Your overall take on the book is, roughly, what I had hoped for from a reader when I wrote it. I’m very grateful to hear that.
What I hadn’t expected was the reaction of the tech industry, managers, and most journalists – the people driving online discourse in the field – that read my book or my newsletter essays.
It’s as if I outlined the risks of using lead paint in consumer products. In the outline would be a list – written in neutral language to emphasise that this is institutionally and economically serious writing and not punditry “serious” writing – and it would be almost entirely cons.
Some of the “cons” would include, for example, lead paint literally making people so sick they die and that it’s children who are most at risk.
But one of the very few “pros” in this hypothetical list would be a short note, included to show that I’d done my homework, saying that using lead paint might make production a few percentage points cheaper, but that this claim came directly from vendors and there would be good reason to be sceptical.
Then imagine that most of the reactions to the “the risks of lead paint” piece went: “Five per cent cheaper, you say? Interesting. I need to look at using lead paint in our products.”
Imagine that much of the subsequent discourse then showed a complete disregard of the harms, the cost in terms of human misery, and instead use the piece as an argument for increasing the use of lead paint just “more safely because now we’re aware of the issues and the hazards”.
Imagine what that would feel like as a writer of that piece?
The more I wrote about generative models, the more appalled I became at the response from the industry, to both my writing and that of others actively highlighting the risks. Few people who have any influence in tech and software seem to care about the harms, the political manipulation, the outright sabotage of education, the association with extremism, or the _literal_ child abuse.
They _say_ they care, but then continue to support and promote the CSAM machine, the platform that’s insecure by design, the software that’s so psychologically manipulative it’s driven people to suicide, and the generative output that is unsafe and filled with fabrications at every level.
They say “oh, no” even as they keep pressing the “do horrible things with a machine made by horrible people” button again and again, just because they think it’ll boost their productivity by 5-10%.

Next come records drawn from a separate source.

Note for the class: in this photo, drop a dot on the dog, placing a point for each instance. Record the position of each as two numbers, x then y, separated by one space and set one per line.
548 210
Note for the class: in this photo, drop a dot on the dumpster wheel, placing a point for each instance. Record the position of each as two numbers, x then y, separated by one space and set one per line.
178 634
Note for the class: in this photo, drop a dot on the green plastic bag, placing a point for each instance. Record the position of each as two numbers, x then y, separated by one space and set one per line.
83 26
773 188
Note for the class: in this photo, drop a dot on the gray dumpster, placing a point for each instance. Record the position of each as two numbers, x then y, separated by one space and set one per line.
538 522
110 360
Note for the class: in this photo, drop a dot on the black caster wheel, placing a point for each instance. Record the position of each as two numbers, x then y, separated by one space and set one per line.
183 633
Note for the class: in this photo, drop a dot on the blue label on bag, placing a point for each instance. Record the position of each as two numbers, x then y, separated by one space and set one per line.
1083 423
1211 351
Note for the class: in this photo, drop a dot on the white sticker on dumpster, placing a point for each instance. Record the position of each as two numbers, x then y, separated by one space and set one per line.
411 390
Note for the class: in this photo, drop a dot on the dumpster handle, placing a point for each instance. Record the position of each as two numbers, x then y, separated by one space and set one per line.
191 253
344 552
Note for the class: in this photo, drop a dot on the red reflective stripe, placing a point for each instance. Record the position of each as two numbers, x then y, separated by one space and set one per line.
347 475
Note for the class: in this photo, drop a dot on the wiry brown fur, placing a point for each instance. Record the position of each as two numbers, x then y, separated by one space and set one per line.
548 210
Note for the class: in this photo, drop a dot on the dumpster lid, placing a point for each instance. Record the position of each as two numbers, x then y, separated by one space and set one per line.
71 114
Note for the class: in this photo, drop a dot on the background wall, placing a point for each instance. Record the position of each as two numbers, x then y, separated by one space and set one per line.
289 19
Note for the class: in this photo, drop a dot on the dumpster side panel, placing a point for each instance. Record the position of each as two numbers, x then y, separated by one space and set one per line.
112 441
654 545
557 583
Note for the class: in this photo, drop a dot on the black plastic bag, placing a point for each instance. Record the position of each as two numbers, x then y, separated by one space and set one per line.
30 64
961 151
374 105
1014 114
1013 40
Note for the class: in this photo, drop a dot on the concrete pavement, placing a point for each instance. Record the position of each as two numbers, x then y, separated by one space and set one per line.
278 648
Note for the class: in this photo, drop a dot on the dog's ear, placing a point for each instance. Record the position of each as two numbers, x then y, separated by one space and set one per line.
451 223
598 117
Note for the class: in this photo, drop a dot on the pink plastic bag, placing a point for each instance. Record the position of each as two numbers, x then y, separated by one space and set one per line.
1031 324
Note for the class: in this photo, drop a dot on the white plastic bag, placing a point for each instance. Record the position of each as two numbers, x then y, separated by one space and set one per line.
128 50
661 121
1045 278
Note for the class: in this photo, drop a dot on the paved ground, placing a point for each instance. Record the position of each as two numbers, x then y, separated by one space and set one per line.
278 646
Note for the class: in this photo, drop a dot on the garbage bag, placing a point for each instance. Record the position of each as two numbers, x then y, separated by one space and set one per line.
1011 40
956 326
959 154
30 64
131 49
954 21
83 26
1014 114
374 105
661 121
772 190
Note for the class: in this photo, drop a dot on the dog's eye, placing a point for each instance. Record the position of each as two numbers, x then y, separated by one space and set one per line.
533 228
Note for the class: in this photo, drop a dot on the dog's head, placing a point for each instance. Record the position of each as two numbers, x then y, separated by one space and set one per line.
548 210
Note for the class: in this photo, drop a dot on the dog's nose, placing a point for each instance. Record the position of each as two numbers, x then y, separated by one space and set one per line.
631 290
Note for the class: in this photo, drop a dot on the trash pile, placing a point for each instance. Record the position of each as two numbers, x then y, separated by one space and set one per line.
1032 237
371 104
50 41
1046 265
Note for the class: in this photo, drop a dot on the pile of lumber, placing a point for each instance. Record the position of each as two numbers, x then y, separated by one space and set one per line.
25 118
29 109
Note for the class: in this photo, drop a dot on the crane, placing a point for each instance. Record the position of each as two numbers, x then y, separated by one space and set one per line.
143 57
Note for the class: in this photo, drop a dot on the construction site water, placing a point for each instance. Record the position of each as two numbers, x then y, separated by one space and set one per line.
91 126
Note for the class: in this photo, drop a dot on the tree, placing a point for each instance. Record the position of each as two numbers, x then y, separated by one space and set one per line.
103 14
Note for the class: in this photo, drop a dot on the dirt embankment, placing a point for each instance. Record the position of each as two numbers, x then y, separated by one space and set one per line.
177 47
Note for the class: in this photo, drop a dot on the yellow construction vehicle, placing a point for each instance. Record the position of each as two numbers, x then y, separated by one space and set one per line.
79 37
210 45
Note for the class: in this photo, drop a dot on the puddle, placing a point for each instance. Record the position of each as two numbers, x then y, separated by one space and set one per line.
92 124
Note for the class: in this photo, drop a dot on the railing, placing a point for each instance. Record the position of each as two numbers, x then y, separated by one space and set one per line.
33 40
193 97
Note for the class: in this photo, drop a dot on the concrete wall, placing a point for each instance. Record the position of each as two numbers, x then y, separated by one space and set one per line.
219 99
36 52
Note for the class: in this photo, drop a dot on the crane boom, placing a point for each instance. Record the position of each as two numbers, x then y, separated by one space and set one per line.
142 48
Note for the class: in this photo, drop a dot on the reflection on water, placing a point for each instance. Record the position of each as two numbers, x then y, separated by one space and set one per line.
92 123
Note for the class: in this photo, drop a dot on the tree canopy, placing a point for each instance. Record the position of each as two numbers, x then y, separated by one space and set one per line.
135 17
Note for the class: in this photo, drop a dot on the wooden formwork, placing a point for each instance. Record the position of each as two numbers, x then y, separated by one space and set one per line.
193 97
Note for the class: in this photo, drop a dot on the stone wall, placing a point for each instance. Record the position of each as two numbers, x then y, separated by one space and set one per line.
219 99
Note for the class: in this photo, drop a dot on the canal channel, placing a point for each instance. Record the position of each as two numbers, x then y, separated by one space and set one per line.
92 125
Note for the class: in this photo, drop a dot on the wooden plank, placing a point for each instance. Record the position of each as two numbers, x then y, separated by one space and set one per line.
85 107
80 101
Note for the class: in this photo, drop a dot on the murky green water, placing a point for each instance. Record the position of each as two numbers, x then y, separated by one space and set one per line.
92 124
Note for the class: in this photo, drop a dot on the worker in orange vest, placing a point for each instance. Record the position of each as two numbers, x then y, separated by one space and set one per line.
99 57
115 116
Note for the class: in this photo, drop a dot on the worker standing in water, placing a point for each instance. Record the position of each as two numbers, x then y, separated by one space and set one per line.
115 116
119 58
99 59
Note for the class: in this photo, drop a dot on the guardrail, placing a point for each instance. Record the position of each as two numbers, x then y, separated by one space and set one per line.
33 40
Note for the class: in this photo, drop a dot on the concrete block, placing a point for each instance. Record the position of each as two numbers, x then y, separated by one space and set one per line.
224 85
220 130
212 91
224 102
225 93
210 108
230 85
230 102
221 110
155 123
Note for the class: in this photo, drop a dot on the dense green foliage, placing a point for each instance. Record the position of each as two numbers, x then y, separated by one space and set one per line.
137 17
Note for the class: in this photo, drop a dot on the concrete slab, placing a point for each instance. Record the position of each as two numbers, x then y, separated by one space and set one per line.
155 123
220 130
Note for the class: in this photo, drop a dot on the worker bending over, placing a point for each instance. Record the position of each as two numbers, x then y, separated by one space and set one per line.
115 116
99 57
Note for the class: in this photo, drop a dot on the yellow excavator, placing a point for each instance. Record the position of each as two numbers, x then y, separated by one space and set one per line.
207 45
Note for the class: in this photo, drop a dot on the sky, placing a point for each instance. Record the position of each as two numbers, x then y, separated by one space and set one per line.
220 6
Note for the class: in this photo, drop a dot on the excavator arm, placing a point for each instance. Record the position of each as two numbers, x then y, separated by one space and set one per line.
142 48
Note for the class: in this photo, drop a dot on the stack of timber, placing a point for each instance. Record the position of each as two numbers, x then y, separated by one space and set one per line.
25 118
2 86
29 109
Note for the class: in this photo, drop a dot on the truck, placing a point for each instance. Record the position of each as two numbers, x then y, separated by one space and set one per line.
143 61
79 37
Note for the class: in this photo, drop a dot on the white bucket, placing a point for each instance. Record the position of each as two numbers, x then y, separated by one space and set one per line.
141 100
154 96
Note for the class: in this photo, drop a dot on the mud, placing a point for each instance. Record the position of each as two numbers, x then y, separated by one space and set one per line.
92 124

Every time I lay out the harms in straightforward and neutral language, the response from most in the industry – management especially – has been to ignore the harms and focus either on the hypothetical unproven benefits advertised by “AI” vendors or the incremental subjective benefits they _think_ they’re getting and would be minor even if they were true. When I explain in unambiguous terms what those harms _mean_ , I get labelled an extremist with hardline views.

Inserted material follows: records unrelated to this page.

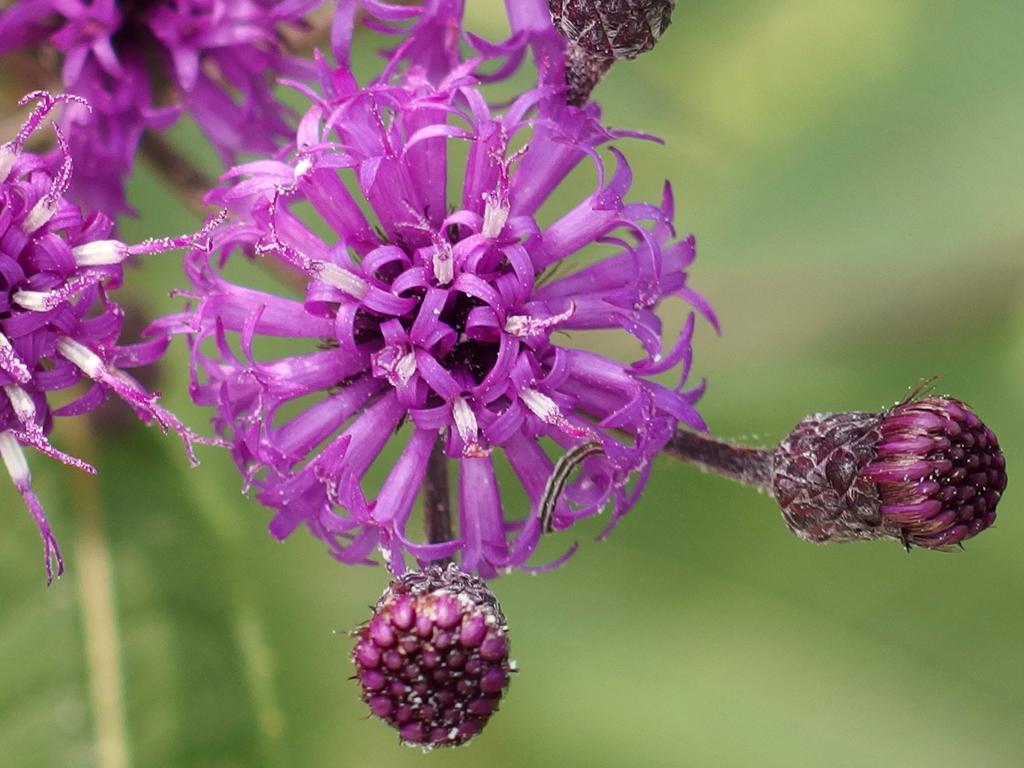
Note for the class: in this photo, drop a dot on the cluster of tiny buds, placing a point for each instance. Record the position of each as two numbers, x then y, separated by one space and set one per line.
433 659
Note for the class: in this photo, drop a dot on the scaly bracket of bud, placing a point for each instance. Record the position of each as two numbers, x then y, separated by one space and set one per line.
601 32
927 473
433 659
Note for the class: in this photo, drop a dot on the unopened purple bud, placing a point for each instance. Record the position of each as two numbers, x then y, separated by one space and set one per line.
434 688
926 473
600 32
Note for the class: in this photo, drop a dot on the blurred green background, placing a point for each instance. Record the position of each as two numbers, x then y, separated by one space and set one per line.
854 171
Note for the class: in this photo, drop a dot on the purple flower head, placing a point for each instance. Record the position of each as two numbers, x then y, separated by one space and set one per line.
58 328
139 62
440 309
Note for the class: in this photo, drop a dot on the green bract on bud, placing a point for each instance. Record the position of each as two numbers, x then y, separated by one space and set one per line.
600 32
433 659
927 473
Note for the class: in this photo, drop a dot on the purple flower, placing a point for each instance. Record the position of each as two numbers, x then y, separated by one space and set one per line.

Tech companies have done everything they can to maximise the potential harms of generative models because in doing so they think they’re maximising their own personal benefit. More use equals more profit. But it also equals more harm.
When I point this out, I get dismissed as a crank. I’m being “unreasonable”.

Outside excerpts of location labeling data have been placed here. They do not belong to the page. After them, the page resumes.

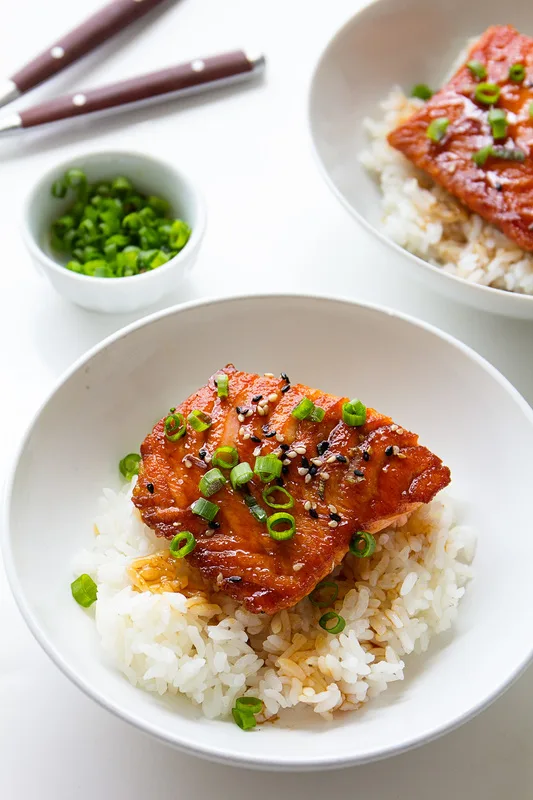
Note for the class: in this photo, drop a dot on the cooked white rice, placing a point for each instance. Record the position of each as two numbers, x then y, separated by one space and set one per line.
212 650
430 222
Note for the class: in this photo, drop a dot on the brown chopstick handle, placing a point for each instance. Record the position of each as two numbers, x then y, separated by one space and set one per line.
86 37
196 74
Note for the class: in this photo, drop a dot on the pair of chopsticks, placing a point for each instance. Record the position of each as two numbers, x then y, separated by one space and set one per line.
188 78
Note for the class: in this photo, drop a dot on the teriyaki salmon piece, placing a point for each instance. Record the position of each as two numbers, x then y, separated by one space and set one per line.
474 137
331 468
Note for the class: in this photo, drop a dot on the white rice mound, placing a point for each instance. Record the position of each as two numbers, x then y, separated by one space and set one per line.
212 650
429 222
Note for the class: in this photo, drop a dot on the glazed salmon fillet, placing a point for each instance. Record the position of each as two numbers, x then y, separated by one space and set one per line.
501 189
343 479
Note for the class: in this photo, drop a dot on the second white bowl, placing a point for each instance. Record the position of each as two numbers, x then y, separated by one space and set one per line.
115 295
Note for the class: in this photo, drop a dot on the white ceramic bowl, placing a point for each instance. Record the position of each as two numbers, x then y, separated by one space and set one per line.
461 407
393 42
115 295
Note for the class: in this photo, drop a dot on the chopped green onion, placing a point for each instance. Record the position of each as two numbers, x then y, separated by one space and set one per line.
437 128
84 590
199 421
281 518
255 509
329 616
422 91
279 490
180 550
324 594
225 457
317 414
517 73
241 474
303 409
477 69
508 153
487 93
267 467
244 720
211 482
498 122
222 384
204 508
174 427
129 465
249 705
354 413
365 539
480 156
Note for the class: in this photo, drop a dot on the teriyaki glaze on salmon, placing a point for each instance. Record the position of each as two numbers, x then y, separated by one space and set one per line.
264 485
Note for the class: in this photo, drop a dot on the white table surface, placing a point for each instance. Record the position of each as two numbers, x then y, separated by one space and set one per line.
272 225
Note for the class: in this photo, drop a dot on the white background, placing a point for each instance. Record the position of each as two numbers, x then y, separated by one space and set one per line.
273 225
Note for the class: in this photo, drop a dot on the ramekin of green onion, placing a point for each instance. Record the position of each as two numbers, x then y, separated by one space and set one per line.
114 231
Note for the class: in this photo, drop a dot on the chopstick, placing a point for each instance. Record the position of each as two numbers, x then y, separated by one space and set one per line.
69 48
188 78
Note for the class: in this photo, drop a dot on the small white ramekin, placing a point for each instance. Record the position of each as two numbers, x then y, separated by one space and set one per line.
115 295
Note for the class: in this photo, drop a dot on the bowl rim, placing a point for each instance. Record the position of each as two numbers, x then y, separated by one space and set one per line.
35 249
217 753
519 299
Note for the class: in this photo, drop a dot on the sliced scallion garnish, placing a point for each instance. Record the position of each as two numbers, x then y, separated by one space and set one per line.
84 590
436 130
205 509
225 457
211 482
182 544
286 532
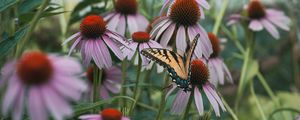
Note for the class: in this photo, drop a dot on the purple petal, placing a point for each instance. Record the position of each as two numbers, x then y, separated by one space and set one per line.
166 37
162 29
104 93
216 96
212 100
255 25
55 103
71 38
121 28
36 105
270 28
113 23
198 101
132 24
113 47
181 44
180 102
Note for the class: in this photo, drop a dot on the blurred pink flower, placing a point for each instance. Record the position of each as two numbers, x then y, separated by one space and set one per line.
106 114
110 82
93 39
182 26
199 82
201 3
125 17
43 83
140 41
259 18
216 66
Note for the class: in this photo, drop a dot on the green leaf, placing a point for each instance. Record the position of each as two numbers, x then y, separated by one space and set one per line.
7 44
4 4
29 5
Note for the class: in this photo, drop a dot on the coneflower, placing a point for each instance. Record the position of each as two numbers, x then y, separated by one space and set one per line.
93 42
182 25
126 17
259 18
199 82
42 83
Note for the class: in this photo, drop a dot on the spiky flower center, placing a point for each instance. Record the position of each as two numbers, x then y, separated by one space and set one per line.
34 68
215 45
90 74
111 114
126 6
199 72
185 12
140 37
256 10
92 26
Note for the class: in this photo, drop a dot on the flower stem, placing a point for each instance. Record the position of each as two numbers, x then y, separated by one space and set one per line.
257 102
32 27
220 17
137 82
163 100
185 114
97 75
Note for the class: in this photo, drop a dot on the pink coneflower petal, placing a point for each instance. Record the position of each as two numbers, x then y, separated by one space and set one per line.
255 25
37 109
113 47
180 102
121 25
199 101
216 96
181 40
166 37
14 87
113 22
90 117
71 38
162 29
132 24
104 93
101 54
55 103
270 28
212 100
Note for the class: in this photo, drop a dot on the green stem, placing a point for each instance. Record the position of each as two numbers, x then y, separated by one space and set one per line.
32 27
185 114
97 75
220 17
257 102
137 82
233 115
163 100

I am so utterly disappointed in my peers, especially those in web development which is a field that has gone for LLMs in a big way.
So my views on LLMs or Transformers haven’t hardened. They’re roughly the same as they were four years ago. The tech is what it is and while the exact details vary from version to version, its fundamental issues remain roughly the same as they were four years ago.
But my views on the tech industry and my peers in the industry have changed. They’ve changed dramatically.
I never had high expectations of this industry, but it still managed to disappoint me.